On 23 March 2020, the first case of COVID-19 was detected. Within the first two weeks there were a total of five positive cases, but these were contained within two families in the same area, and each case diligently respected the isolation protocols with constant medical and police surveillance.

Faced with this crisis, locals used the ancient Rapa Nui concepts of tapu and umanga to protect their health, community, and elders. In Polynesian societies, tapu is a divine mandate with spiritual restrictions and/or shared prohibitions that control access to certain people, places, or things. “Taboo” is similarly used in English to describe practices that are either forbidden or restricted by social or religious customs. Tapu is a form of discipline rooted in respect and sustainability, and invoking the concept of resulted in a cultural acceptance of the lockdown and promoted restricting social contact.

The local government also employed the principle of umanga to give islanders a shared sense of purpose and responsibility. Umanga describes a collective arrangement of reciprocal labor between neighbors, or the encouragement of collaboration without the expectation of direct personal gains in order to sustain the community as a whole. The concept highlights balancing reciprocity and distribution in order to create the healthiest and most beautiful society. Thanks to the inclusion of both tapu and umanga in the observance of public health protections, Rapa Nui quickly and successfully warded off the coronavirus while bridging the gap between the “old knowledge” and its relevance in a modern world.

From mid-March through 31 July 2020, I organized a public photo contest and raffle. It was an event I hoped would contribute to collecting, sharing, and archiving the experiences of the Rapa Nui community during this time through a variety of photos of daily life. I chose three community members as judges to each select their top 5 winning photos, and then 5 more winning photos were selected at random from the remaining submitted images – for a total of 10 event winners. More information and the complete collection over 500 submitted photos and the winning submissions can be viewed at the project website here.

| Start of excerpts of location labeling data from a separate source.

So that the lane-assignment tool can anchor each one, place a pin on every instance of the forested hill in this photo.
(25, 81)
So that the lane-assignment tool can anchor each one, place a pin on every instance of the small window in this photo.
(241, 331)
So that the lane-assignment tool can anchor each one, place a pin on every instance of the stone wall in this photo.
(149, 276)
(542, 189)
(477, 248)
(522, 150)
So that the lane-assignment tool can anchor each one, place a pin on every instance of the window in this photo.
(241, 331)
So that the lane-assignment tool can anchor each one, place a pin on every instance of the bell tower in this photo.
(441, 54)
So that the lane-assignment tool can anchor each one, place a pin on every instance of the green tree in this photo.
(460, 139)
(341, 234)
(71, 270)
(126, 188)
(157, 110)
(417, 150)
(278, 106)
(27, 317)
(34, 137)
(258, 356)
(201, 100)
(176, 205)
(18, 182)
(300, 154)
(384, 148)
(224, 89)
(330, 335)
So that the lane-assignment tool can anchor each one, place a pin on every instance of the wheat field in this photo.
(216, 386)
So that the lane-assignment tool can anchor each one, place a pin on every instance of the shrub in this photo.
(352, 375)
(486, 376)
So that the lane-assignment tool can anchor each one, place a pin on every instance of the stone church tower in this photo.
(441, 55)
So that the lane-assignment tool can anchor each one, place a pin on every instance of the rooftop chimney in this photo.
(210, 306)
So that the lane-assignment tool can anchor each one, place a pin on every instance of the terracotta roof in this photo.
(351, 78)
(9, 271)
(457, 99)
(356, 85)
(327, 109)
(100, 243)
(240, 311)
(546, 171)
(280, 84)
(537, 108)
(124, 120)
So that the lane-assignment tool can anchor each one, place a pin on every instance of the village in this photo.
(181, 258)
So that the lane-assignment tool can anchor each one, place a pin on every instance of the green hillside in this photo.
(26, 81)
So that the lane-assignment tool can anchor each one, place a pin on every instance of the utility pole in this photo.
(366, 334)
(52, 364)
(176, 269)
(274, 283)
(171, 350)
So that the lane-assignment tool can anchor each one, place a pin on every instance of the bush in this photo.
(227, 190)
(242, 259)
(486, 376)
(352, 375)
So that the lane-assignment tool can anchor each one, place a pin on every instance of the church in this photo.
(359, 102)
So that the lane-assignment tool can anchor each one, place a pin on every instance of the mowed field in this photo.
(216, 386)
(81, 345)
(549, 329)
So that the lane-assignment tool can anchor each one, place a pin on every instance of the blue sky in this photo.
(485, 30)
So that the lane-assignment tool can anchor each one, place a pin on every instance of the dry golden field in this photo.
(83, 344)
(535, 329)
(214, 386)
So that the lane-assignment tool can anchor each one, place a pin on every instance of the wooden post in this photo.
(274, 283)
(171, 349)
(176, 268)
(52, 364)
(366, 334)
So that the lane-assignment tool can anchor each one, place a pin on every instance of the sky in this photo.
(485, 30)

As the process of public vaccine distribution on the island began in early-February, a group of several hundred people organized to peacefully occupy the island’s airport in protest of what they consider to be gravely flawed residency laws. They argue the Rapa Nui need more control and transparency over who has access to their territory, especially while the island is still vulnerable. This tactic of disruption has been utilized by the island previously, and is one of many strategies the Rapa Nui use to highlight their significant commitments to protecting the island’s future and maintaining their heritage.

In a recent article for the BBC, Mayor Pedro Edmunds Paoa stated he was grateful for the new opportunities that the island is now experiencing, and how the pandemic has altered the focus for the island’s future. “Up until March 2020, we had a mask over our eyes and we couldn’t see.” But now, this mask has shifted from covering their eyes, to covering their mouths. “It shut our mouths, because we kept eating and consuming and searching for money and building and destroying the nature and our fragile culture, without seeing the jeopardy that we were putting ourselves in … Now, our eyes are open, and we are more keen to promote sustainability in words, actions and plans than we ever were before.”